Çok büyük bir başarı elde etmiş, ciddi bir hayran ve tutkun kitlesi kazanmış bu oyunu sinema filmine uyarlamak sancılı bir sürece yol açtı ve gerçekleşmesi nerdeyse tam on yıl sürdü: Başlangıçta 2015 yılı olarak açıklanan proje sırasıyla iki film şirketi ve üç yönetmen ‘eskitti’ ve aşağı yukarı on tane değişik versiyonu yazıldı. Sonuçta oyunun yaratıcısı Scott Gawthon duruma ‘el attı’ ve orijinal bakışına çok bağlı kalan bir senaryoyu yönetmen Emma Tammi ile beraber yazdı. Universal şirketi de sonrasında projeye ‘yeşil ışık’ yaktı ve nihayet film gün yüzüne çıkmış oldu!
FİLMDEKİ ESNEKLİKLER…
Filmden bahsetmeden önce oyunu tanımayanlar için basit genel bir ‘çerçeve’ çizmek ve oyunun konusunu kısaca açıklamakta yarar var: Oyun (FNaF)), ‘Freddy Fazbear’s Pizza’ adındaki kurgusal bir pizzacıda, gece güvenlik görevlisi olarak çalışan bir karakterin (ve dolayısıyla oynayan kişinin) mekandaki hareket eden animatronik robotlara karşı mücadelesini sunar. Kahraman, bu robotları kendine ait bir odadan, kameralar aracılığıyla izleyebilir ve kendini onlardan korumaya çalışır.
Oyunun özünden kopmadan hikayesini ve baş kahramanını ona göre şekillendiren film, tabii ki bazı noktalarda kendine belli ölçülerde bir ‘özgürlük’ tanıyor: Örneğin Josh Hutchson’nun canlandırdığı Mike Schmidt karakteri oyunda hiçbir diyalogu olmayan bir kişi, dolayıyla film bunu az konuşan, içine kapanık, sorunlu ve uyumsuz bir karakter olarak tanıtmayı seçmiş. Bu gece bekçiliği işini de paragöz teyzesine kız kardeşinin velayetini kaptırmamak ve ailesine maddi destek çıkmak için kabul ediyor. Aynı şekilde karakterin travmatik bir geçmişe sahip olması ve bu gece işinin bu iç sorunları tekrar ‘alevlendirmesi’ hem karaktere hem de hikayeye bir derinlik katıyor. Nispeten kısa bir süre görünse de aktör Matthew Lillard, Steve Regan rolünde oldukça soğuk ve biraz endişe verici bir portre çiziyor. Bunun belki de nedeni, aradan epey bir zaman geçmiş olsa da oyuncunun ilk büyük ‘çıkışını’ Scream filmindeki katillerden birini oynayarak yapmış olması…
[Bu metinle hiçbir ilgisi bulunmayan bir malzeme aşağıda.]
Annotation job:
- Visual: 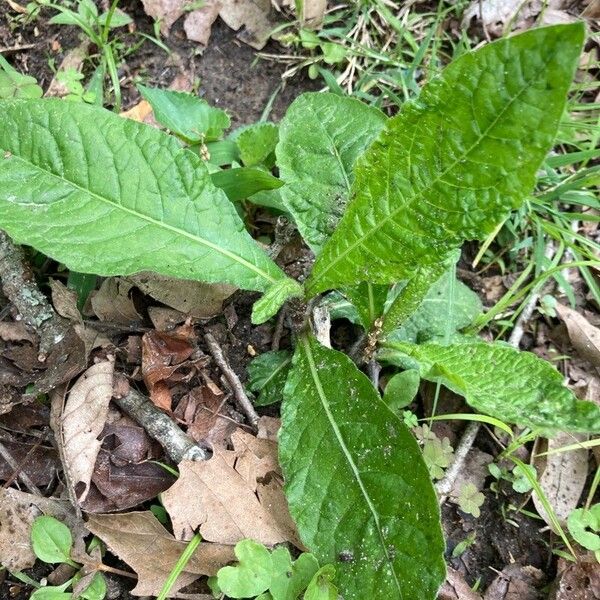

Bir de orijinal oyunda var olmayan ama filmde kadroya katılan ‘yeni’ yüzler var: sıcakkanlı gözüken bir kadın polisi Mary Stuart Masterson canlandırıyor. Ana hikayeye bağlantıları biraz zorlama koksa da senaryoya belli bir zenginlik katıyor. Bir diğer önemli yan karakter küçük kız kardeş Abby ise bir anlamda filmdeki ‘kurban’ paletini genişletiyor. Aslında korku/gerilim filmlerinde ‘Jurassic Park’ filminden beri çocuk karakterler için pek endişelenmiyorduk ama yeni ‘Evil Dead’ bu durumu değiştirmiş, son ‘Dracula’ ise bunu adeta ‘sömürmüştü’! Bu açıdan ‘FNaF’ın iyi bir denge oluşturduğunu da ekleyelim.
ALDATICI BİR GİRİŞ…
Filmin aslında ‘açılış’ sahnesi hatta ilk 15-20 dakikası safkan bir korku filminde olduğumuz izlenimi veriyor. Birçok kez tanık olduğumuz gibi ‘erken’ ölecek bir yan karakter ‘lanetli’ bir yerden kaçmaya çalışırken, nasıl olduğunu tam olarak anlayamadığımız bir mekanda feci bir şekilde can veriyor. Gerilim olarak ‘lanetli’ korku filmlerini, şiddet ve kan olarak da ‘Saw’ ve ‘Hostel’ serilerini anımsatan bu sekans bazı açılardan etkilese de hikayenin çok daha başka ‘sulara’ açılacağını belli ölçülerde örtüyor. Kuşkusuz filmde gergin, karamsar ve zaman zaman irkilten bir atmosfer hakim ama bizce hem yönetmen hem de senaristler hikayeyi basit bir korku ‘formatına’ sokmaya çalışmıyorlar. Yönetmen Emma Tammi senaryosunu daha çok kara mizah ve biraz ‘uçuk’ bir tonda kuruyor ve kendisini bu ‘çok ciddiye’ almama tutumu bizce hem filmin hem de esinlendiği oyunun özüne daha çok yakışıyor.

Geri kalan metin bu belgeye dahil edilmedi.